Planned secondment(s): (hosted in an academic & clinical instit.)
- Industrial: MDT, 2M in Y2 + 2M in Y3, to study (with in-silico models including anatomy and clinical data) how inter-patient variability affects the efficacy of AF therapy by ablation or electrical interventions.
- Clinical & academic: KCL, for 2M in Y2, to learn about shape analysis technology (with F1), to integrate investigation of atrial fibrillation, to collect further EP data and to prepare a multi-centre study.
F15: Obstructive dilated cardiomyopathy and valve diseases
Host: Hospital Clínic Barcelona (IDIBAPS)
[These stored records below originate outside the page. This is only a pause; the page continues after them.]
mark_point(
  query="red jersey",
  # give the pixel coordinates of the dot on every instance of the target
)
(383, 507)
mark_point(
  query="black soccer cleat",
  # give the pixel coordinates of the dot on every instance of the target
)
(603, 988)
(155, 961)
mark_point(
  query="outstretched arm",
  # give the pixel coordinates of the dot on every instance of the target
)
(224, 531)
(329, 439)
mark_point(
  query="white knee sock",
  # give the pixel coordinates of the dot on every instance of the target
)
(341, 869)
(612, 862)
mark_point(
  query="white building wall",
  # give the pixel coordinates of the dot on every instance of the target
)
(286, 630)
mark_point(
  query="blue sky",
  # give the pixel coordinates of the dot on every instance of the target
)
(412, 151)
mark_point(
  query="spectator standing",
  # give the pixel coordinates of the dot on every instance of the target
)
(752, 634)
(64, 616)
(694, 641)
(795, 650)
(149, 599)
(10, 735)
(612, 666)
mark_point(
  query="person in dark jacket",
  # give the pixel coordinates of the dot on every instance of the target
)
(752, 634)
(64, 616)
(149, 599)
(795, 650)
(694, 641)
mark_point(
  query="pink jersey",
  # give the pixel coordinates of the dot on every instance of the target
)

Objectives: to investigate the clinical added value of the adoption of in-silico models in the management of two obstructive heart conditions: obstructive hypertrophic cardiomyopathy and aortic stenosis. By a deep understanding of physiopathology, individual haemodynamics, force generation and cardiac remodelling, we aim to obtain a personalized approach to the management of obstructive cardiac diseases. This will permit the selection of the optimal time of intervention, improve treatment selection and increase the patients’ prognosis and quality of life. Specifically, the burden to the heart caused by the obstruction will be measured by the novel biomarkers based on pressure gradients (F6), anatomical remodelling markers (F1) and in their optimal integration together with traditional metrics through machine learning techniques (F4). Besides, the optimal planning of the surgical procedures (F8) will be evaluated in a cohort of severe aortic stenosis subjects.
Planned secondment(s): (fellow hosted in clinical institution)
- Academic/clinical: KCL. 2M in Y1 to learn the analysis tools, image acquisition and design the validation strategy.
- Industrial: FEOPS. For 1M in Y2, to learn the use of the planning system, and to design its adoption & validation.